Configure a production setup for Docker compose

Configure a production setup using Docker Compose to run Operational Insights in a highly available environment.

13 minute read

This section covers advanced configuration topics that are required for a production environment deployed with Docker compose.

Before you start

Ensure that you have all prerequisites in place.
Ensure that you have applied the basic configuration.

Considerations to use Elasticsearch for multi-nodes

For a production environment, Elasticsearch must run in a multi-node Elasticsearch cluster environment. Indices are configured so that available nodes are automatically used for primary and replica shards. If you use only one Elasticsearch node, the replica shards cannot be assigned to any node, which causes the cluster to remain in Yellow state and results in some tasks not being performed by Elasticsearch, for example, lifecycle management of the indexes.

You can setup a multi-node Elasticsearch cluster by changing the default settings of the ELASTICSEARCH_HOSTS parameter, located in your .env file.

Before changing the ELASTICSEARCH_HOSTS parameter, consider the following:

The default HTTP ports for the three Elasticsearch instances (elasticsearch1, elasticsearch2, elasticsearch3) are 9200, 9201, and 9202. The default transport ports are 9300, 9301, and 9302. These ports are exposed by Docker Compose through the Docker containers.
Based on the HTTP ports, the transport port is derived, for example, 9201 –> 9301.
Other ports are available and can be configured in your .env file.
Based on the specified URLs, the necessary Elasticsearch parameters are set when creating or starting the Elasticsearch Docker containers.
Multiple Elasticsearch nodes are only useful if they run on different hosts, and assuming that the release package is downloaded on each individual host and your configured .env file is provided.
You can always add more nodes to the Elasticsearch cluster to provide additional disk space and computing power. You can start with two nodes, and add another cluster node at any time later.
All clients (Filebeat, Logstash, API Builder, and Kibana) use the Elasticsearch hosts specified in the .env file. This means that you do not need a load balancer in front of the Elasticsearch cluster to achieve high availability at this point.
Ensure all clients are configured to use the available Elasticsearch hosts by restarting the client containers after changing the .env file. This ensures the latest changes to the ELASTICSEARCH_HOSTS parameter is used by the client containers.

Note

If you are using an external Elasticsearch cluster, you can configure the HTTP and transport ports being used by your Elasticsearch cluster in your .env file.

Setup Elasticsearch in multi-nodes

Follow these steps to setup Elasticsearch in a multi-node environment by creating new Elasticsearch nodes to be used within the cluster.

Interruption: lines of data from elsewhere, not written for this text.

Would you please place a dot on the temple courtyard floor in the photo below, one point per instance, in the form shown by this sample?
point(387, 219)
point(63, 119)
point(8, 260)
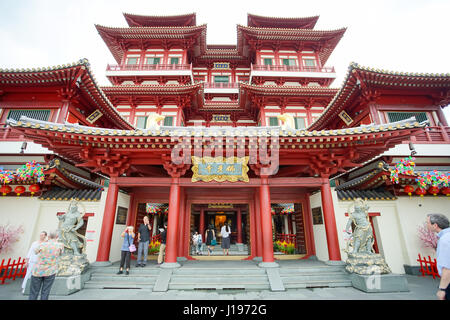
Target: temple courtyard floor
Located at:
point(421, 288)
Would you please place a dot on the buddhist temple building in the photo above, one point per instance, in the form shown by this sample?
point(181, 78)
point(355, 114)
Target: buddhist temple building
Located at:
point(196, 134)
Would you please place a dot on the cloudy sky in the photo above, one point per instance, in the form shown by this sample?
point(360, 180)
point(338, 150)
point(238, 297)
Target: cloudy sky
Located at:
point(403, 35)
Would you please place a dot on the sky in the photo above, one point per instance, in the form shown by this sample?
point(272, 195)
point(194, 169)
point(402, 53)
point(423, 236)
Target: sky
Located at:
point(402, 35)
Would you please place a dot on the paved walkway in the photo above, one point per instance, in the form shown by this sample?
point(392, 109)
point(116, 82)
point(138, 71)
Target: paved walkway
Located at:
point(421, 288)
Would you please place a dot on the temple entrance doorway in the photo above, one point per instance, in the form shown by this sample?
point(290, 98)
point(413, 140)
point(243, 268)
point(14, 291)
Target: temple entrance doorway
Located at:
point(214, 216)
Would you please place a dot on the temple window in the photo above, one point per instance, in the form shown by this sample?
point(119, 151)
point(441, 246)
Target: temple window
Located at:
point(399, 116)
point(289, 62)
point(132, 60)
point(299, 123)
point(273, 121)
point(141, 122)
point(152, 60)
point(42, 115)
point(168, 121)
point(267, 61)
point(221, 79)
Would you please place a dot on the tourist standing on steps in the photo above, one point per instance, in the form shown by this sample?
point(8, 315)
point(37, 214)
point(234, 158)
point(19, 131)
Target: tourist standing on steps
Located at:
point(44, 273)
point(125, 257)
point(32, 258)
point(210, 237)
point(144, 240)
point(195, 241)
point(440, 224)
point(225, 232)
point(162, 248)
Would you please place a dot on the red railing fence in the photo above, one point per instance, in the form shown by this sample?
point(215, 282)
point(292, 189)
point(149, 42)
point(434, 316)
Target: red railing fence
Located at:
point(12, 270)
point(428, 267)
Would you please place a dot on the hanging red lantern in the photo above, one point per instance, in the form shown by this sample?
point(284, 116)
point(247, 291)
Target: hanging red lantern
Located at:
point(34, 188)
point(19, 190)
point(446, 191)
point(409, 190)
point(433, 190)
point(421, 192)
point(5, 189)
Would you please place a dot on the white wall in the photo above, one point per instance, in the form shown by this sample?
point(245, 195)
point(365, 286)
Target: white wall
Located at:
point(40, 215)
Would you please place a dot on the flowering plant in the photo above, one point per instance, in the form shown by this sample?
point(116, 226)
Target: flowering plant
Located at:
point(153, 247)
point(8, 236)
point(429, 238)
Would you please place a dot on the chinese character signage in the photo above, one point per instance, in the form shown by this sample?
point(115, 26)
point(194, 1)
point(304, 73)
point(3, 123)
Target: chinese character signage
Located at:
point(94, 116)
point(345, 117)
point(219, 169)
point(221, 118)
point(221, 65)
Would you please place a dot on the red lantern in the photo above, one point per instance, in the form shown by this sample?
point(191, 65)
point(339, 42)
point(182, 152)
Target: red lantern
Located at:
point(5, 190)
point(421, 192)
point(34, 188)
point(409, 190)
point(19, 190)
point(446, 191)
point(433, 190)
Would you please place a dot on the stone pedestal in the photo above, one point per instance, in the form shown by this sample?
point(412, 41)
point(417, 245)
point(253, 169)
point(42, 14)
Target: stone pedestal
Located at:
point(380, 283)
point(72, 265)
point(366, 264)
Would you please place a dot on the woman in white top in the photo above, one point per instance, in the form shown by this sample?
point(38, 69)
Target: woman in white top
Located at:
point(32, 258)
point(225, 232)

Setup the cluster nodes. Operational Insights is prepared to work with five nodes by default, but it can be extended to work with more nodes if necessary. To configure multiple hosts, add the following to your .env file:
```
ELASTICSEARCH_HOSTS=https://elasticsearch1:9200,https://elasticsearch:9200:9201
```
Run the following command if you wish to change the name of the cluster:
```
ELASTICSEARCH_CLUSTERNAME=axway-apim-elasticsearch
```
If you need to explicitly change the host configuration that is used by each node, use the ELASTICSEARCH_PUBLISH_HOST<n>, ELASTICSEARCH_HOST<n>_HTTP, and ELASTICSEARCH_HOST<n>_TRANSPORT parameters.
Bootstrap the cluster. We recommend starting one node after the next. The first node sets up the cluster and bootstrap it. Run the following command to start the first cluster node:

Note
You can skip this step if you have already initialized your Elasticsearch cluster. This is done in the Setup Elasticsearch section of the basic setup for Docker Compose.
```
docker compose --env-file .env -f elasticsearch/docker compose.es01.yml -f elasticsearch/docker compose.es01init.yml up -d
```
This node automatically becomes the master node.
Add additional nodes. You can add cluster nodes at any time to increase available disk space or CPU performance. To achieve resilience, it is strongly recommended to set up three cluster nodes to also perform maintenance tasks such as updates. For more information see, Designing for resilience. It is also possible to have two Elasticsearch nodes running on the same machine. To add a cluster node, configure the ELASTICSEARCH_HOSTS parameter in your env file to include the new cluster node host, then run the following command:
```
# To add for instance a third node, `ELASTICSEARCH_HOSTS` must contain three nodes
docker compose --env-file .env -f elasticsearch/docker compose.es03.yml up -d
```
Verify the new node was successfully added to the cluster and shards are assigned to it via Kibana.
Restart the clients (Kibana, Filebeat, Logstash, API Builder) to ensure they have all relevant Elasticsearch nodes available for use in the case of node downtime.

Configure cluster UUID

This step is optional, but it is required if you wish to monitor your Filebeat instances as part of the stack monitoring.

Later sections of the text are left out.